WG Acute Leukemia Lab

Principal Investigators:
Prof. Dr. med. Walter Fiedler
PD Dr. rer. nat. Jasmin Wellbrock

II Medical Clinic and PolyclinicOncology, Hematology, Bone Marrow Transplantation with the Department of Pneumology

Campus Research (N27), 4th floor, room 077/078/091

University Medical Center
Martinistr. 52
20246 Hamburg

Telephone: +49 (0) 40 7410 55606 and - 53679 (Office). -55031 und -55931 (Lab)

Fax: +49 (0) 40 7410 45606 (Jasmin Wellbrock)

Annika Dukek (BTA)
Nadine Felber (BTA)
Jana Muschhammer (BTA)
Gabi Vohwinkel (MTA)

Dr. Lena Behrmann (Postdoc)
Dr. Franziska Brauneck (Physician)
Dr. Franziska Modemann (Physician)
Dr. Sophia Cichutek (Physician)
Leticia Souza (PhD student in natural sciences)
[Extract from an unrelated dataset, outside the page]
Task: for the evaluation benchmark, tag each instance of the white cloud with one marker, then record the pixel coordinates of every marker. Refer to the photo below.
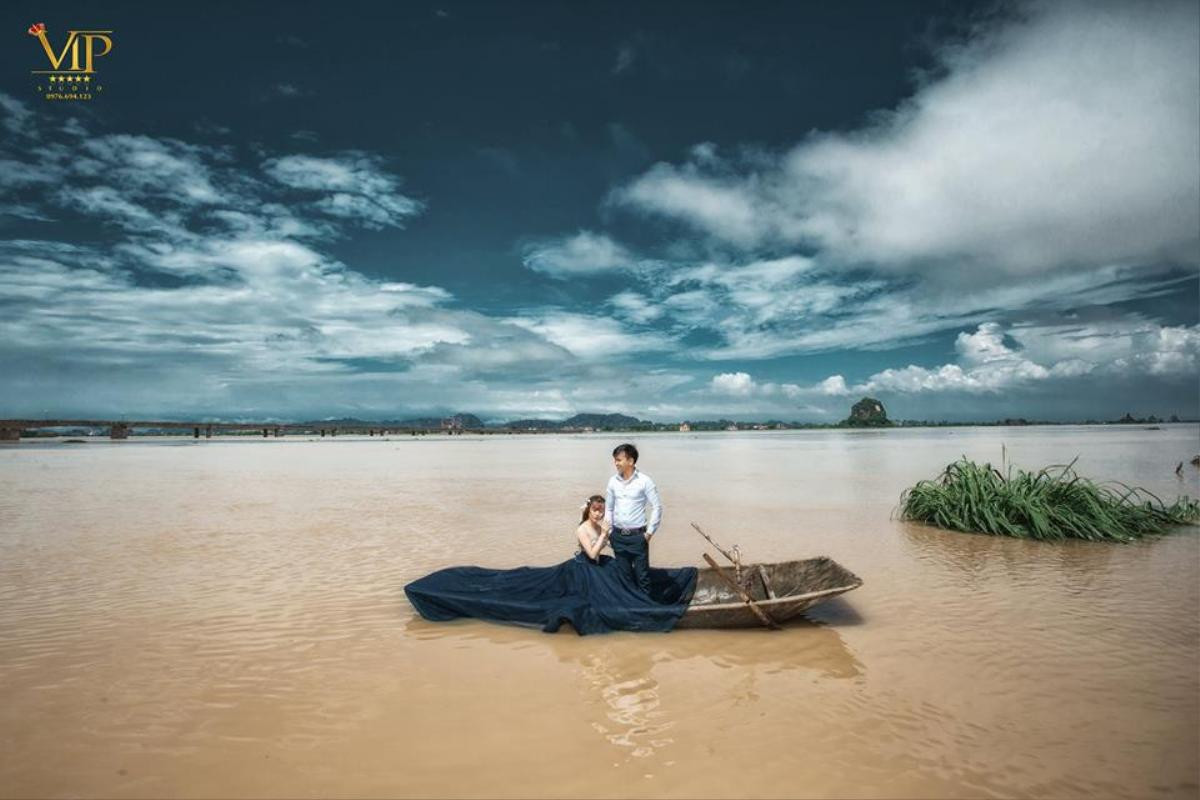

Laura Hozapfel (PhD student in medicin)
Moritz Kruppa (PhD student in medicin)
Niklas Kruppa (PhD student in medicin)
Rui Lu (PhD student in medicin)

Has your research interest been aroused? We award research projects to interested and committed Master's students or medical doctoral students.
If you are interested, please send an e-mail to j.wellbrock@uke.de

Research focus

The leukemia stem cell niche offers leukemia cells in the bone marrow special protection, e.g. from chemotherapy. The complex interactions between leukemia and stromal cells are only partially understood. Our research group aims to explore these complex interaction networks in order to identify new target structures for leukemia therapy. Our research focuses on acute myeloid leukemia. The great advantage of our research group is that we have access to material from the clinic's own AML biobank, in which bone marrow, blood and plasma samples from AML patients are collected. In addition, we are part of one of the leading AML study groups in Germany, which enables us to analyze our laboratory results directly in the context of clinical data. In particular, we often work on projects to improve leukemia therapy in close cooperation with the pharmaceutical industry. Our current projects focus on the importance of stem cell-relevant signaling pathways in the leukemia stem cell niche, the influence of a hypoxic environment within the bone marrow and new aspects of immunotherapy for the treatment of AML. By co-culturing AML cells with bone marrow stromal cells (endothelial cells and osteoblasts) and subsequent gene expression analysis, we were also able to identify further genes that could be important in the interaction between AML and stromal cells in the bone marrow niche. Some of these genes showed prognostic relevance for the survival of AML patients, which is why we are currently conducting detailed investigations into their pathophysiological significance. A selection of current projects is briefly presented below.

Single projects

Analysis of the Hedgehog signaling pathway in AML
One of our projects deals with the role of the Hedgehog signaling pathway in acute myeloid leukemia. We were able to demonstrate a prognostic relevance for the Hedgehog transcription factors GLI in AML, whereby the activation of the signaling pathway presumably results from a paracrine interaction with bone marrow stromal cells. In addition, specific GLI inhibition mediated anti-leukemic effects in vitro and in vivo (Wellbrock et al, Clin Cancer Res 2015;21(10)). In further studies, we were able to demonstrate the interaction of GLI with other signaling cascades such as the FLT3 and PI3K axis or the BET protein BRD4 (Latuske et al, Oncotarget 2017;8(17); Wellbrock et al, Ann. Hematol. 2021;100(12)). Our experiments on the anthelmintic mebendazole are particularly interesting: we were able to show that mebendazole is also a potent GLI inhibitor, which promotes the proteosomal degradation of GLI proteins (Freisleben et al, Int J Mol Sci 2021;22(19)). In the near future, we will initiate a Phase I clinical trial for the treatment of AML patients with mebendazole, which will include an accompanying experimental program with which we want to decipher the underlying mechanisms of the GLI signaling cascade in AML in more detail.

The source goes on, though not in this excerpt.